In this sense, during the formation of the nervous system, the brain contains many more neurons that it will need in the completion of its development; when the organ is fully formed the remaining cells perish.
"In specific, the cells that die are those that couldn't establish correct connections or the ones that did but were only useful during gestation. In fact, is estimated that the "building" of the brain implies, during the first year of life, the suicide of approximately half of the original neurons," said the researcher.
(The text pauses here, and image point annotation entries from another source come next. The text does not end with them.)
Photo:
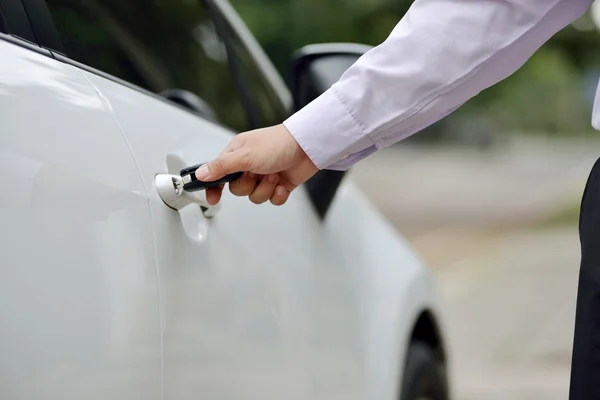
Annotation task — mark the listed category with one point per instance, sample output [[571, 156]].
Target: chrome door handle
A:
[[179, 191], [170, 189]]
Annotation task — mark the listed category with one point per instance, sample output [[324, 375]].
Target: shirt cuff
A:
[[327, 131]]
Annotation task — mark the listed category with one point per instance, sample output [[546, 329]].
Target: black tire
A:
[[424, 377]]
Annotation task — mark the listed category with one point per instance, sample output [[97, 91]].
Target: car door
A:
[[79, 311], [254, 304]]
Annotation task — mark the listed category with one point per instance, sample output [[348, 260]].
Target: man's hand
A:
[[273, 163]]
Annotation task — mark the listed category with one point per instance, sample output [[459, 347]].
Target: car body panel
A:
[[78, 284], [273, 299], [140, 301]]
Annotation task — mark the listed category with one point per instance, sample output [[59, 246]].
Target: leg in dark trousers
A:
[[585, 367]]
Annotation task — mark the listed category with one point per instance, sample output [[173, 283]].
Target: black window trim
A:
[[51, 45], [16, 40], [14, 20]]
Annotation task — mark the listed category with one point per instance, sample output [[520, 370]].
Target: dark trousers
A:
[[585, 367]]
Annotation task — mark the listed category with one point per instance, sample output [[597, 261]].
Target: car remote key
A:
[[191, 184]]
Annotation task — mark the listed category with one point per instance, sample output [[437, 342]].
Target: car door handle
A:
[[179, 191]]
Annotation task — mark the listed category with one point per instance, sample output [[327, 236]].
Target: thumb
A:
[[224, 164]]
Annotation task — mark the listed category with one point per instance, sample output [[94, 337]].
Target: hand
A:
[[273, 163]]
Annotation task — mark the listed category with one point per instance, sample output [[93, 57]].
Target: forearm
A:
[[440, 55]]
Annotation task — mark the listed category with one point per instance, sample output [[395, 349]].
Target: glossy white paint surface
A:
[[78, 285], [266, 302], [107, 293]]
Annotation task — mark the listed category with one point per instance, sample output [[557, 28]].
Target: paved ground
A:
[[509, 288]]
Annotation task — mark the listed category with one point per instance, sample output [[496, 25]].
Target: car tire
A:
[[423, 376]]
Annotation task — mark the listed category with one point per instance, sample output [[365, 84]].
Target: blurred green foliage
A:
[[550, 94]]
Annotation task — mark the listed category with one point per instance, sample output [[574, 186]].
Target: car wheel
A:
[[423, 377]]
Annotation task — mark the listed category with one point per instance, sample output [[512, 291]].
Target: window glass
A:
[[266, 104], [155, 44]]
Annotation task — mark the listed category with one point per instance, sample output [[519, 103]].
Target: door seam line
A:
[[107, 104]]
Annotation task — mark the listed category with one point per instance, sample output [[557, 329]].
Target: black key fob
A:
[[191, 184]]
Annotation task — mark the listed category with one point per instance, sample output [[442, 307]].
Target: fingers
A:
[[258, 189], [226, 163], [265, 189]]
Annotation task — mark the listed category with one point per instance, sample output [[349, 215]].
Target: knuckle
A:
[[256, 200]]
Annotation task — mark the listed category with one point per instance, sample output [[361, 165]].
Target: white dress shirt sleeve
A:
[[441, 54]]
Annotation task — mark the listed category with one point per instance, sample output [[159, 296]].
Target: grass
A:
[[568, 215]]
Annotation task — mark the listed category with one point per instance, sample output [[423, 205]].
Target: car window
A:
[[267, 105], [155, 44]]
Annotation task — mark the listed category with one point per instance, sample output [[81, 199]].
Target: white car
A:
[[111, 289]]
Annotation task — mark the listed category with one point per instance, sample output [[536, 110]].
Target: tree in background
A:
[[550, 94]]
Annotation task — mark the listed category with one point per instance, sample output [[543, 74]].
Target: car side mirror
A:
[[313, 70]]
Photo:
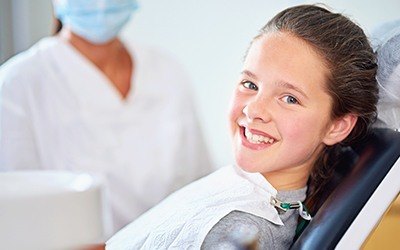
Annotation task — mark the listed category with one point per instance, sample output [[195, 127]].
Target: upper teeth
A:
[[257, 139]]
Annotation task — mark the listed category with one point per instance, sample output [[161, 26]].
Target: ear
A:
[[340, 129]]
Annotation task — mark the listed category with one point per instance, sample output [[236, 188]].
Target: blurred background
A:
[[208, 37]]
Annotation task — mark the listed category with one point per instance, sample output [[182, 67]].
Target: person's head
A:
[[97, 21], [308, 84]]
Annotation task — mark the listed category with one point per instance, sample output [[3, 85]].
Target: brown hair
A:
[[351, 84]]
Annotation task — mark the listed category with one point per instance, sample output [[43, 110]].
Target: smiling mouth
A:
[[257, 138]]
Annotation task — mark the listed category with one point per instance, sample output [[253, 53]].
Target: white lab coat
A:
[[58, 111]]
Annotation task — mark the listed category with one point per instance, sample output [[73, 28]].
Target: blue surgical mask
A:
[[98, 21]]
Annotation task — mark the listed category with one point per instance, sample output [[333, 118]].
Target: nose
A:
[[257, 110]]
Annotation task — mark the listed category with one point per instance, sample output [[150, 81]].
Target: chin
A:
[[247, 166]]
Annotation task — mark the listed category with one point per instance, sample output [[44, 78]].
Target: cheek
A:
[[301, 129], [236, 108]]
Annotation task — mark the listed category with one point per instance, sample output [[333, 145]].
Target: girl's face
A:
[[280, 115]]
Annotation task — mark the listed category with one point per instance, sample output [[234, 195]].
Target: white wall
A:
[[209, 37]]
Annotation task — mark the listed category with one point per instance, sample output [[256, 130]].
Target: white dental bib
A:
[[184, 218]]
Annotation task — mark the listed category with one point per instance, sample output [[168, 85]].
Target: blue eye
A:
[[290, 99], [250, 85]]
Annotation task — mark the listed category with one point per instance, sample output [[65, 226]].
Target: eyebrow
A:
[[281, 84], [291, 86]]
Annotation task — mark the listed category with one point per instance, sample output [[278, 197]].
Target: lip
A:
[[253, 146]]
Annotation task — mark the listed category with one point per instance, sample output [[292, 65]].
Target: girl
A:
[[307, 88]]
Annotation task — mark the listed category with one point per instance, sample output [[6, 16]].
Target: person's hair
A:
[[351, 83]]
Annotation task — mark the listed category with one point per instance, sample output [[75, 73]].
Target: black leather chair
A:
[[360, 196]]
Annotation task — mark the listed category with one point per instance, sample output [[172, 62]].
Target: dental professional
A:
[[85, 100]]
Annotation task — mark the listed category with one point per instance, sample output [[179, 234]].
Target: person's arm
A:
[[17, 145]]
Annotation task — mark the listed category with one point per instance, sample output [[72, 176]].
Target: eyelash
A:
[[252, 86], [249, 85], [293, 99]]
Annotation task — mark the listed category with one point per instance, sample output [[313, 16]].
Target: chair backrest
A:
[[366, 190]]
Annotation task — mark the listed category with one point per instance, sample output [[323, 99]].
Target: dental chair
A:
[[359, 196]]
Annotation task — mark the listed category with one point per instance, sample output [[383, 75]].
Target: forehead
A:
[[280, 56]]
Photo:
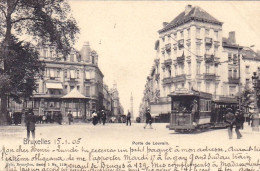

On the other hand, during its development, cells can receive signals that activate lethal genes, forcing them to obliterate themselves when the need arises. One way that this could occur is by increasing the production of proteins that facilitate the entry of calcium in the cell, mineral capable of activating molecules that destroy the intracellular architecture.
Another method is the fragmentation of DNA (where genes are located), RNA (which copies DNA to produce nutrients for the cell) and proteins, and provoking the macrophages to consume the rests of the cell in a process known as apoptosis.
Regarding cancerous cells that lead to the development of tumors, the researcher explains that this happens because they didn't "hear" the suicide order or generated their own commandment refusing to die, which allows them to survive and reproduce.
Creijido highlights that living depends in the capacity of self-repair, that implicates that skin cells be replaced by new ones, that the mucous membrane of the intestine be replaced every four days and blood cell be replaces every three months, processes where programmed cell death also intervenes.
However, this quality is lost with age, though the new knowledge takes over the repairt in the measure that scientific progress allows it. Towards the end of life in every organism, it cells, tissues and organs suffer several deficiencies that can't or are poorly fixed until the moment that one results fatal.